Dr. Bina Joe, chair of UToledo's Department of Physiology and Pharmacology and the study's senior author, emphasized the significance of this line of inquiry. The university has been at the forefront of research linking gut bacteria to hypertension, but Yang's work marks the first time anyone has examined how those bacteria affect medication itself. "This is now a major research theme in his own laboratory at The University of Toledo," Joe said.
The practical implications are substantial. Long-term antibiotic use is not a viable treatment strategy—antibiotics carry their own risks and side effects. But Yang and his team believe it may be possible to alter someone's microbiota through probiotics, prebiotics, and dietary changes. The ultimate goal is to identify which bacteria in an individual's gut are interfering with their medications, then target those specific species to improve drug efficacy. "This has the potential to benefit a lot of people," Yang said.
The research has caught the attention of the National Heart, Lung, and Blood Institute, which provided partial funding. Dr. Young Oh, a program officer at the institute, acknowledged that the study fills an important gap in understanding resistant hypertension. "The gut microbiome has been understudied as it relates to hypertension," Oh said. But he also sounded a note of caution: more research, particularly in humans, will be needed to confirm these findings and understand how broadly they apply. The next phase of work will examine how other blood pressure medications interact with different types of gut bacteria—a landscape that remains largely unmapped.
Notable Quotes
Until now, we haven't had any clear indication what the mechanism is for resistant hypertension. Our research could provide a first step toward identifying new ways to effectively overcome treatment-resistant hypertension.— Dr. Tao Yang, lead author
The gut microbiome has been understudied as it relates to hypertension. While this study fills an important knowledge gap, more studies are needed, particularly in humans, to confirm the findings.— Dr. Young Oh, National Heart, Lung, and Blood Institute
The Hearth Conversation Another angle on the story
So we're saying that bacteria in your gut can actually destroy your blood pressure medicine before it works?
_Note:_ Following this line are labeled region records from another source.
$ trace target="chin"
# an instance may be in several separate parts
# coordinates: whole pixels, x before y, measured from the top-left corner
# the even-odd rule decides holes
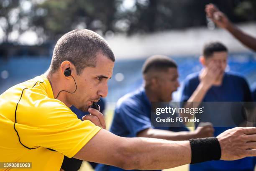
[[[82,107],[79,107],[78,109],[79,109],[82,112],[86,112],[88,111],[88,110],[89,109],[90,107],[90,106],[82,106]]]

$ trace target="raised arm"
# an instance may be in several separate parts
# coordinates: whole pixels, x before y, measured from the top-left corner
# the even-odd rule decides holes
[[[246,46],[256,51],[256,38],[244,33],[230,22],[226,15],[213,4],[205,6],[207,15],[219,27],[223,28]]]
[[[252,150],[256,148],[253,142],[256,141],[256,128],[249,127],[236,128],[221,134],[217,137],[221,159],[256,156],[256,151]],[[190,147],[189,141],[123,138],[102,129],[74,157],[125,169],[159,170],[190,163]]]

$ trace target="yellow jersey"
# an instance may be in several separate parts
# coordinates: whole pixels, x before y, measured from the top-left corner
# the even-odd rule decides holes
[[[0,95],[0,162],[31,162],[26,170],[59,171],[64,155],[72,157],[100,129],[55,99],[43,75]],[[20,169],[0,168],[10,170]]]

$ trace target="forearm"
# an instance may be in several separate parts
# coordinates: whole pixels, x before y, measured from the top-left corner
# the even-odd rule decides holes
[[[191,162],[189,143],[149,138],[134,138],[125,141],[128,153],[132,158],[133,168],[160,170],[171,168]]]
[[[74,158],[125,169],[161,170],[191,162],[189,143],[127,138],[101,130]]]
[[[138,137],[148,137],[174,141],[181,141],[195,138],[196,138],[196,135],[194,131],[176,132],[169,130],[149,128],[139,133],[137,135],[137,136]]]
[[[232,23],[229,23],[225,28],[244,45],[256,51],[256,38],[243,32]]]

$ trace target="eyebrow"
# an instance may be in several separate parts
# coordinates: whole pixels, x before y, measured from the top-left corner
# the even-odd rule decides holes
[[[105,78],[108,79],[108,77],[104,76],[104,75],[97,75],[97,77],[100,77],[100,78]],[[111,77],[110,77],[109,78],[110,79],[111,79]]]

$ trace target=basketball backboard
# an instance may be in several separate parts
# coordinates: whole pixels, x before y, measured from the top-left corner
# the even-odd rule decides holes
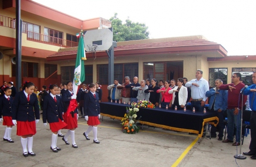
[[[95,29],[84,32],[84,42],[86,52],[90,52],[87,45],[96,44],[96,51],[112,49],[113,28]]]

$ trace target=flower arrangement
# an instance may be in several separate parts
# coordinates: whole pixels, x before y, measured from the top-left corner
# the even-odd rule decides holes
[[[137,108],[143,107],[153,109],[155,108],[155,106],[152,103],[147,100],[140,101],[137,102],[135,104],[135,106]]]
[[[136,107],[136,103],[132,103],[132,108],[126,107],[126,113],[122,119],[122,123],[121,124],[124,133],[135,134],[139,132],[140,127],[137,126],[137,124],[140,122],[136,120],[136,114],[139,111],[139,109]]]

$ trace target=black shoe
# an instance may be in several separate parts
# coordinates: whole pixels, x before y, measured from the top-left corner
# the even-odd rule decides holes
[[[70,145],[70,144],[69,144],[69,143],[68,142],[68,141],[66,141],[65,140],[65,139],[64,139],[64,138],[62,138],[62,140],[65,142],[65,143],[66,143],[66,144],[67,144],[67,145]]]
[[[219,138],[218,139],[218,140],[221,141],[221,140],[222,140],[222,137],[219,137]]]
[[[75,148],[77,148],[77,147],[77,147],[77,145],[76,144],[72,144],[72,147]]]
[[[26,153],[26,154],[25,154]],[[28,152],[24,153],[23,153],[23,156],[24,156],[25,157],[29,156],[29,154],[28,153]]]
[[[14,141],[12,141],[12,139],[11,139],[10,140],[9,140],[8,139],[6,139],[6,141],[8,141],[9,142],[10,142],[10,143],[14,143]]]
[[[209,135],[209,136],[206,136],[206,137],[207,138],[210,138],[210,136]],[[216,138],[216,136],[212,136],[212,135],[211,136],[211,138]]]
[[[249,152],[244,152],[243,153],[243,154],[245,155],[256,155],[256,154],[250,151]]]
[[[60,151],[61,150],[60,148],[58,147],[56,147],[56,149],[58,151]]]
[[[83,133],[83,135],[84,135],[85,137],[85,138],[86,138],[86,140],[90,140],[90,139],[88,137],[88,136],[86,136],[86,135],[85,135],[85,132],[84,132],[84,133]]]
[[[31,156],[35,156],[35,154],[34,152],[31,152],[31,153],[29,152],[29,154]]]

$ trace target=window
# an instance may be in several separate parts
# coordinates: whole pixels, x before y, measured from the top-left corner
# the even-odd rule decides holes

Not destroy it exactly, but metabolize it—break it down chemically into forms your body can't use. It's like the bacteria are eating the drug before your bloodstream gets to it.
And this only happens with certain bacteria? Not everyone's gut bacteria do this?
Right. The study identified Coprococcus as the main culprit. Most people probably have it in their microbiota, but the amount and activity level varies. For some people it's enough to significantly reduce how well the medication works.
If that's true, why hasn't anyone noticed this before?
Because nobody was looking for it. Researchers have studied the link between gut bacteria and blood pressure itself for years, but this is the first time anyone examined whether bacteria could interfere with the medications used to treat it. It's a blind spot in medicine.
Can you just take antibiotics to kill the bacteria and solve the problem?
That's what the case study suggests might work, but no—you can't use antibiotics long-term. They have serious side effects and risks. The real solution would be to use probiotics, prebiotics, or diet changes to shift your microbiota away from the problematic bacteria.
So this could explain why one in five people with high blood pressure can't get it under control?
It could explain some of those cases, yes. Not all of them—resistant hypertension has multiple causes. But this research suggests that for at least some people, their own gut bacteria are working against their medication.